Al arte todo le afecta siempre. Así, nos encontramos el arte convertido en espectáculo, en entertainment casi generalizado, con museos que se parecen cada vez más los unos a los otros en continente y en contenido, como Eurodisney y Disneylandia, como en esas absurdas cadenas en las que uno come lo mismo en el mismo decorado en Minessotta, en Varsovia o en Lyon. A mí me gustan más las obras de arte que la historia del arte. La historia del arte la fabrican, o deberían fabricarla, los artistas con sus imposturas, como ese pequeño juego genealógico del que escribía al principio, cuya consecuencia no es sólo rodearme de buenas compañías sino comprobar que Masaccio o el maestro de la Virgen albina no son episodios remotos de un pasado perdido sino mis contemporáneos, movidos por los mismos afanes y las mismas ansias. El arte como metáfora permanentemente móvil y cambiante del Universo, una visión global del mundo, una pintura que establezca relaciones con el mundo, no ya representándolo, una visión en profundidad ante las estandarizadas miradas superficiales. Esto lo dice alguien que siente un profundo amor por la superficie de las cosas, aunque en mi pintura acaben siempre destripadas, abiertas, desgarradas, enseñando sus entrañas. El arte no es un reflejo de la vida, sino una forma de vida y una bien extraña forma de vida. Pienso en una pintura que suceda con la misma elegancia cruel que la naturaleza,sin jerarquías ni explicaciones. Podríamos decir, como nuestros mayores, que se aprende a pintar observando la naturaleza. Tal vez por eso de mayor tuve que ir a pintar hasta Gaba, al borde del río Níger, a temperaturas extremas, no sólo para escapar a la obscena vacuidad occidental, también para retomar contacto con la tierra. Aunque África inmediatamente me remitió al mundo salvaje, sucio y feliz de mi infancia.

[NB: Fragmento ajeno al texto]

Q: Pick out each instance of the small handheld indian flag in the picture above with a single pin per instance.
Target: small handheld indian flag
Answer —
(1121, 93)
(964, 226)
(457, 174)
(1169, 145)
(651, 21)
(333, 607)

Veo el continente africano arruinado y armado, endeudado y enfermo, del que nos llegan sólo imágenes de mutilación, fragmentos, pedazos de máscaras, de ceremonias olvidadas, barcazas llenas de muertos, que sólo consiguen penetrar nuestra cómoda fortaleza europea en forma de cadáver, de esclavo o de fragmento. François Augeras decía que África es el último campo de experiencias de Occidente. Tal vez por la situación de desahucio permanente del africano todo adquiere ahí una intensidad única. La intensidad que posee el mundo de la infancia. Posiblemente, la claridad diáfana cuando vemos el mundo bajo los efectos del LSD, por ejemplo. Y también una compasión y una tristeza infinitas. "La simiente de simiente de poeta, dejando de lado la indispensable capacidad técnica, es la fuerza de la tristeza", decía Marina Tsevetaeva. Lawrence de Arabia escribió: "Uno deja de ser inglés pero no se convierte en árabe". La técnica progresa posiblemente, y el deporte tal vez, y la ciencia... la historia del arte progresa sólo si creemos lo que ponen los libros de historia del arte. Pero las obras de arte son ajenas a toda idea de progreso. Son frutos del espíritu. De Altamira a la antigua China, a nuestra atribulada y temerosa Europa, a través de los siglos y a través delos conflictos, se muestran como productos de un afán de trascendencia. Van más allá de las miserias y nos conciernen personalmente ahora y siempre.